Does More Media Multitasking Mean More TV Distraction?
According to Nielsen, 40% of smartphone and tablet users are so fascinated with using those new devices while watching TV -- to check emails, send social messages or go to websites -- that TV programs could be suffering.
Much has been made about social media helping TV shows. But maybe it doesn’t help the likes of "Modern Family," "The Vampire Diaries" or "The Walking Dead." Sixty percent of people with mobile devices surveyed said they checked email while watching TV, while 40% to 50% engaged in searches unrelated to the shows they were watching.
All of which means that fewer people are engaged in the stuff on the big TV screen -- not only with the programs they are supposedly watching but with the commercials. Critics of Nielsen, of course, always say that ratings can be a measurement more of "tuning" than of actual "viewing."
What to do? Make commercials and programs quicker -- with better dramatic plot-lines in dramas, better comedy content in terms of jokes, and of course, more entertaining reality on reality shows.

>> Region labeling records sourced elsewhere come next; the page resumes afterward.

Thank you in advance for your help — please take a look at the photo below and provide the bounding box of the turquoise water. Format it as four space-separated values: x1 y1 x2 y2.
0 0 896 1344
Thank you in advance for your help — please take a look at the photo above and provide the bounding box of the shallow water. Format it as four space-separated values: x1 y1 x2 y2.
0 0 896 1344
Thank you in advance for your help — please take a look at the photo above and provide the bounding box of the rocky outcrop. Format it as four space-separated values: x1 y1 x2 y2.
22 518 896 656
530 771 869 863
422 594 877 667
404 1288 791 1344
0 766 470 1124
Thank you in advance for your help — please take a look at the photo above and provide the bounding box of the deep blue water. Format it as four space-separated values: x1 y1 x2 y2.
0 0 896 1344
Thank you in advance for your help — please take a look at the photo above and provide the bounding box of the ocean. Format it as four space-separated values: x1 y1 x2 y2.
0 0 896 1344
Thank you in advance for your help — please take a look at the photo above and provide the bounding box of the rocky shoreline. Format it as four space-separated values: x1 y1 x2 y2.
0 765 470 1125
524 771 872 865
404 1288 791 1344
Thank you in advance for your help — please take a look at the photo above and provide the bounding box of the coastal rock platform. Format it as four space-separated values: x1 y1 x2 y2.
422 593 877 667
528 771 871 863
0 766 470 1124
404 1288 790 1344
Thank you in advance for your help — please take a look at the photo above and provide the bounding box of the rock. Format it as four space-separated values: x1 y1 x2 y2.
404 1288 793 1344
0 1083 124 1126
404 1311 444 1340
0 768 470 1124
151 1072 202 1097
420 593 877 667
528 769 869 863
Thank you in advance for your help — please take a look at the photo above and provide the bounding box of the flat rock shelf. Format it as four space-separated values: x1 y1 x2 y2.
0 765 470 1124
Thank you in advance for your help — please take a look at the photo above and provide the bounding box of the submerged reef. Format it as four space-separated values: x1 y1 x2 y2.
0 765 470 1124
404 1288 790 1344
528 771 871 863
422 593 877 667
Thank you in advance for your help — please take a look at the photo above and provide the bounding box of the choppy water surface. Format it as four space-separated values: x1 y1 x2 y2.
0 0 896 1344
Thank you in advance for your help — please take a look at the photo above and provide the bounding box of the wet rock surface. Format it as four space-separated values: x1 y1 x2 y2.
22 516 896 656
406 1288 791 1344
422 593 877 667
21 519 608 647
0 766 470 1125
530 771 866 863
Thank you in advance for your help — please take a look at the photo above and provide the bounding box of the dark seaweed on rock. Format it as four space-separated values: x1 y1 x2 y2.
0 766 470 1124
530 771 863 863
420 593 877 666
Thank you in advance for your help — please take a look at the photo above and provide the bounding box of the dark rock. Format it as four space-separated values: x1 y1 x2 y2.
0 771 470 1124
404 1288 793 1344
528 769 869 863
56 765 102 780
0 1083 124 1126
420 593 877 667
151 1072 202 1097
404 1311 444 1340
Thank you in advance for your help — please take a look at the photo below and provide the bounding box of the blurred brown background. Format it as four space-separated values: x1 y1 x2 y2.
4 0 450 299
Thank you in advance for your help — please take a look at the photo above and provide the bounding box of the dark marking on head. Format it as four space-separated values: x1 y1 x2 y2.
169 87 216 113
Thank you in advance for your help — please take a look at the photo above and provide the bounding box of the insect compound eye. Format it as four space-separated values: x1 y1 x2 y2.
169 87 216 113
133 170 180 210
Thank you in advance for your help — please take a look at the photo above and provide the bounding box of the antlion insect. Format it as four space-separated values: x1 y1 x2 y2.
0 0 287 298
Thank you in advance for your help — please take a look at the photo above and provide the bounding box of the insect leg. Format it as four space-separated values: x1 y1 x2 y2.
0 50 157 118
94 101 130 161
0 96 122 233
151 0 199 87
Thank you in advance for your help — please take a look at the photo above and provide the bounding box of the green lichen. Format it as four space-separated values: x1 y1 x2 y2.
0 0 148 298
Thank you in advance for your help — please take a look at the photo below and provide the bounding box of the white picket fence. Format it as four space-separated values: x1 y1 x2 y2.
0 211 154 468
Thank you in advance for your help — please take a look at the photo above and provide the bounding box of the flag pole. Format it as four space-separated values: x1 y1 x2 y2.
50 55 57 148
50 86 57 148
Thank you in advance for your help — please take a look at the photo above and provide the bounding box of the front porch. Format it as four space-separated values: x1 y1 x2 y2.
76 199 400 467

What is really valuable here? TV entropy, I'm guessing. TV engagement is still a useful value -- if you can find it to any meaningful degree. But perhaps marketers should place a value on the flip-side of engagement -- distraction -- to figure out what they are missing.
It turns out that TV networks this season have been doing their own multitasking -- trying to hold down the fort on still-sinking ratings of existing shows while quickly cutting the deadwood of new stuff.
It’s not even a month into the new season and four shows have already been canceled, with a bunch near the edge. The list is made up of ABC's "Charlie's Angels," NBC's "Free Agents" and "The Playboy Club," and CW's "H8R.” A fifth show, CBS "How to be a Gentlemen," is on life support, having been moved to TV Siberia -- Saturday night.
What could research on media multitasking have told us about these specific shows?